Pro tip 4: Passion or bust.
It sounds cliché, but if you’re not studying something about which you’re immensely passionate, you could be in for a tough ride. Staying disciplined for 6 – 7 isn’t easy, but loving the work helps you stay committed to the goal.
Pro tip 5: Learn the power of “no”.
It can be the hardest word to say, especially when something “important” comes up, but that little word is essential to staying focused on your studies. It may be ad hoc social outings or last-minute plans with neighbors. This doesn’t mean you can’t say yes to these things once in a while, but yes can be contagious.
What About a PsyD, EdD, or DBA While Working?
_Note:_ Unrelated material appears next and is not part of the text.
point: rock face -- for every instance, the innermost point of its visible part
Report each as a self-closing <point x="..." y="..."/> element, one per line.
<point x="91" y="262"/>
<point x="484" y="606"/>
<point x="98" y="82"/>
The short answer is yes, and here’s why. Practical doctorates are different than their PhD counterparts: they’re designed specifically for working professionals. Many of them are part-time and either fully or partially online to begin with, and students have active careers working with patients, clients, or students. In other words, they’re continuing education degrees to promote advanced leadership skills with minimal career disruption. If you’re in a field with a practical doctorate option, e.g. education (EdD), psychology (PsyD), public health (DrPH), business (DBA), or physical therapy (DPT), see if these are more in line with your academic and professional goals. If they are, the flexibility they offer naturally may be right up your alley.